Немного остывший пулемет снова застрочил. А гитлеровцы густой зеленой волной снова накатывались на наши окопы.

— Откуда же их столько набралось?! — в недоумении воскликнул Чапичев. — Обыкновенная хитрость? Да. Падают, отлеживаются и опять вперед!

Вдруг кто-то с силой дернул за руку Якова и оторвал его от пулемета. И тут же чем-то тупым ударило в голову. Хватаясь правой рукой за станину пулемета, Яков стал беспомощно сползать в окоп, еле различая слова Омара:

— Товарищ капитан! Товарищ капитан!

Потом снова заработал пулемет. Это, видно, Омар открыл огонь. Больше Яков ничего не слышал…

* * *

И снова госпиталь. Больничная койка. Вынужденное безделье, которое не терпел Чапичев. Советская Армия гнала врага на запад, и Якову хотелось воевать, чтобы приблизить то время, когда можно будет засесть за стол и спокойно писать стихи. Он был полон творческих планов. Он решил написать поэму, в которой восславит подвиги своих товарищей-однополчан. Он знал, что ему ничего не нужно придумывать: то, что он видел собственными глазами — сильнее всякой фантазии.

Когда врач разрешил ходить, Чапичев взял на себя обязанности агитатора и часто выступал с беседами перед ранеными солдатами и офицерами.

Однажды ему попала в руки газета, в которой была напечатана корреспонденция о подвиге летчика-крымчака Амет-Хана Султана, лично сбившего более тридцати фашистских самолетов и девятнадцать в групповых боях. В газете сообщалось, что отважному летчику присвоено звание Героя Советского Союза. Сердце Чапичева наполнилось гордостью за земляка-героя. В тот же день он посвятил ему стихотворение:

Орлиное сердце тревожно стучит, Как вспомнит Амет небо Крыма. Он знает, что мать его ждет и не спит Ночами в Алупке любимой… Там славная девушка летчика ждет, И встреча их не за горами. И водит под небом Амет самолет, Сбивая и «вульфы» и «рамы».

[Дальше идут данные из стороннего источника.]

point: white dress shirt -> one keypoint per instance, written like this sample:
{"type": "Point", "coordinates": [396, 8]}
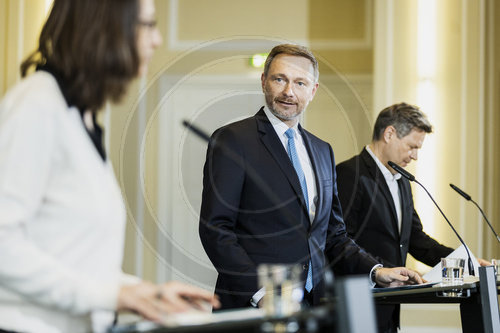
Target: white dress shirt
{"type": "Point", "coordinates": [62, 217]}
{"type": "Point", "coordinates": [280, 128]}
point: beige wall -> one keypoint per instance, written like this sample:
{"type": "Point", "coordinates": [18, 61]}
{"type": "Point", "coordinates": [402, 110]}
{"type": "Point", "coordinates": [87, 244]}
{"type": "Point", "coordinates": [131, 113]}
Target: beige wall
{"type": "Point", "coordinates": [367, 51]}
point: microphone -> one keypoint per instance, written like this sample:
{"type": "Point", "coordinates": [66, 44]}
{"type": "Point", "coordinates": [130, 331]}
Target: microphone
{"type": "Point", "coordinates": [402, 171]}
{"type": "Point", "coordinates": [411, 177]}
{"type": "Point", "coordinates": [468, 198]}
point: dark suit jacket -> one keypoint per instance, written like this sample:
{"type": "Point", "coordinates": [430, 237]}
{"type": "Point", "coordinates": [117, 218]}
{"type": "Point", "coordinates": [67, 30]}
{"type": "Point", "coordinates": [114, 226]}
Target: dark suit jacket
{"type": "Point", "coordinates": [370, 217]}
{"type": "Point", "coordinates": [243, 225]}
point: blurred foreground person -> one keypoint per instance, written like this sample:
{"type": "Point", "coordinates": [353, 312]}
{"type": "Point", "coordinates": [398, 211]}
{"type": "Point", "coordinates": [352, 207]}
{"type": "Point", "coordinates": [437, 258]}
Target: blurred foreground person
{"type": "Point", "coordinates": [62, 217]}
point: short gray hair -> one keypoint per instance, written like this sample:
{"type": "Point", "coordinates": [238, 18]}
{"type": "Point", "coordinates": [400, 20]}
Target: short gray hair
{"type": "Point", "coordinates": [403, 117]}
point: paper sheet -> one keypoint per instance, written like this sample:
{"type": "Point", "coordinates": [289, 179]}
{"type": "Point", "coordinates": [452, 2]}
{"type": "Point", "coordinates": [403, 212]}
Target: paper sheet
{"type": "Point", "coordinates": [434, 275]}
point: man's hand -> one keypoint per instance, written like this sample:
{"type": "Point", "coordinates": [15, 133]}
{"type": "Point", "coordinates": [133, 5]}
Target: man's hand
{"type": "Point", "coordinates": [398, 276]}
{"type": "Point", "coordinates": [152, 301]}
{"type": "Point", "coordinates": [483, 262]}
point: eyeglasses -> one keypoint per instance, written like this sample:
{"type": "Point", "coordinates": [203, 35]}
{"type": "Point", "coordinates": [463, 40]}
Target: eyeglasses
{"type": "Point", "coordinates": [148, 24]}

Тут же он прочитал стихи раненым.

— Я уверен, — сказал Чапичев, — Амет-Хан Султан еще не раз проявит себя. Имя его попадет в летопись нашей славной истории. И Чапичев не ошибся.

Амет-Хан одним из первых совершил воздушный таран, а в конце войны уничтожил над Берлином один из последних самолетов фашистской авиации. Советское правительство высоко оценило подвиги воздушного аса, присвоив ему дважды звание Героя Советского Союза. Долго потом еще Амет-Хан Султан не расставался с небом, передавая свой богатый боевой опыт молодому поколению летчиков-истребителей.

Но это было потом. Об этом Чапичев, разумеется, тогда не мог знать: он лишь догадывался, что его земляк совершит еще немало блистательных подвигов.